Origin of the small fast-moving planets still unknown
GJ 367 b belongs to the ‘ultra-short period’ (USP) group of exoplanets that orbit their star in less than 24 hours. “We already know a few of these, but their origins are currently unknown,” says Kristine Lam.

“By measuring the precise fundamental properties of the USP planet, we can get a glimpse of the system’s formation and evolution history.” Following the discovery of this planet using TESS and the transit method, the spectrum of its star was then studied from the ground using the radial velocity method. The mass was determined using the HARPS instrument on the European Southern Observatory’s 3.6m Telescope.

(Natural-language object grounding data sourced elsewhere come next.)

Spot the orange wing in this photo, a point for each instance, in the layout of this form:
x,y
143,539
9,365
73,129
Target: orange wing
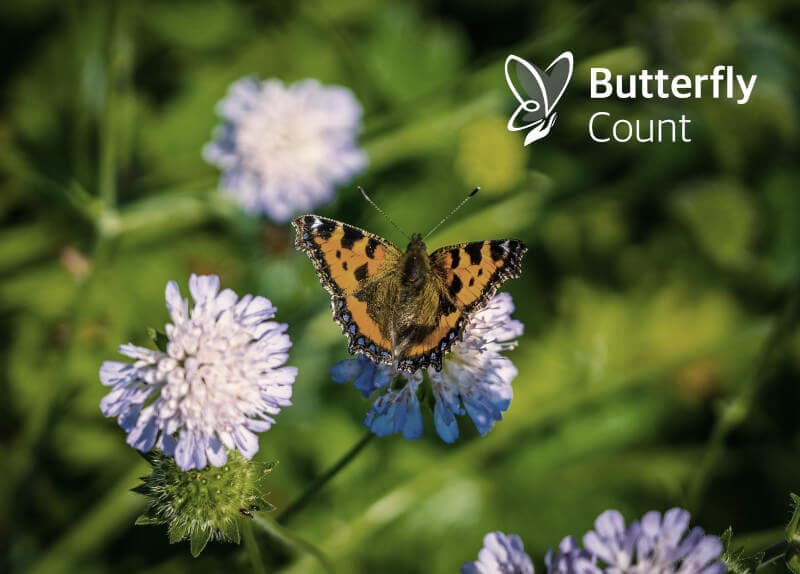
x,y
472,272
346,259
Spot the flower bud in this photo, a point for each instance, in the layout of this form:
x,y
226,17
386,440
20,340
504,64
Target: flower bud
x,y
199,505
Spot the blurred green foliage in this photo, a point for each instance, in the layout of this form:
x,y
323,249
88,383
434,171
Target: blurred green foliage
x,y
654,370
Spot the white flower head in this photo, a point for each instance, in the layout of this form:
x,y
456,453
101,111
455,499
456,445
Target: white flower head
x,y
283,149
221,380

With the meticulous study and combination of different evaluation methods, the radius and mass of the planet were precisely determined: its radius is 72 percent that of Earth’s, and its mass 55 percent that of Earth’s.

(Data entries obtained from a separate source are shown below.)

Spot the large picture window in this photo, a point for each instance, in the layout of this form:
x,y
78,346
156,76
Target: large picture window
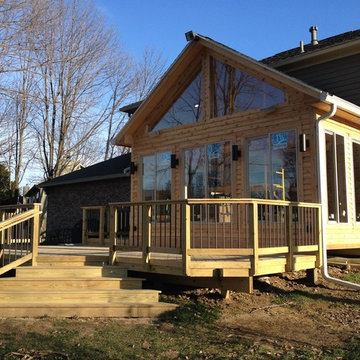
x,y
272,170
235,91
156,179
356,167
208,171
336,177
185,110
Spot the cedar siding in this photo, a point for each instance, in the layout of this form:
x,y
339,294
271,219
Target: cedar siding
x,y
303,105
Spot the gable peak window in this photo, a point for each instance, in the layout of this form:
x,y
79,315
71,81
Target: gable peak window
x,y
235,91
185,110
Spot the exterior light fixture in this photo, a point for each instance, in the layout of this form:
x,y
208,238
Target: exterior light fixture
x,y
303,143
133,168
174,161
236,152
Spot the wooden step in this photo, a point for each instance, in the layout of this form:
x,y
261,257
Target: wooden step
x,y
78,296
70,284
130,309
26,272
71,260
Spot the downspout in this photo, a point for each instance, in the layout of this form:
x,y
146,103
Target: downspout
x,y
321,166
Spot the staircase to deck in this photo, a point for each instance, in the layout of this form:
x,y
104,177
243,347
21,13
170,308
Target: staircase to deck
x,y
66,286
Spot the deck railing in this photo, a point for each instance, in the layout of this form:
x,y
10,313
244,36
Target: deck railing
x,y
248,228
19,235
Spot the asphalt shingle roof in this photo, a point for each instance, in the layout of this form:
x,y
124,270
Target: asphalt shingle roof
x,y
112,168
309,48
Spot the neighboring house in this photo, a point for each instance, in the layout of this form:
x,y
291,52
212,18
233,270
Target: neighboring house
x,y
332,64
38,195
99,184
223,125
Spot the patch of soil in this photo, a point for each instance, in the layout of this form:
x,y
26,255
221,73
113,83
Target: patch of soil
x,y
285,312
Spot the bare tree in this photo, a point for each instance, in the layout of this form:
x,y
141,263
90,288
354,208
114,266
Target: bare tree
x,y
149,70
72,55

Highest precision for radius and mass
By determining its radius and mass with a precision of 7 and 14 percent respectively, the researchers were also able to draw conclusions about the exoplanet’s inner structure. It is a low-mass rocky planet, but is more dense than the Earth. “The high density indicates the planet is dominated by an iron core,” explains Szilard Csizmadia.

“These properties are similar to those of Mercury, with its disproportionately large iron and nickel core that differentiates it from other terrestrial bodies in the Solar System.” However, the planet’s proximity to its star means it is exposed to extremely high levels of radiation, more than 500 times stronger than what the Earth experiences. The surface temperature could reach up to 1500 degrees Celsius – a temperature at which all rocks and metals would be melted. Therefore, GJ 367 b cannot be considered a ‘second Earth’.

Parent star is a ‘red dwarf’
The parent star of this newly discovered exoplanet, a red dwarf called GJ 367, is only about half the size of the Sun. This was beneficial for its discovery as the transit signal of the orbiting planet is particularly significant. Red dwarfs are not only smaller, but also cooler than the Sun. This makes their associated planets easier to find and characterise. They are among the most common stellar objects in our cosmic neighbourhood and are therefore suitable targets for exoplanet research. Researchers estimate that these red dwarfs, also known as ‘class M stars’, are orbited by an average of two to three planets.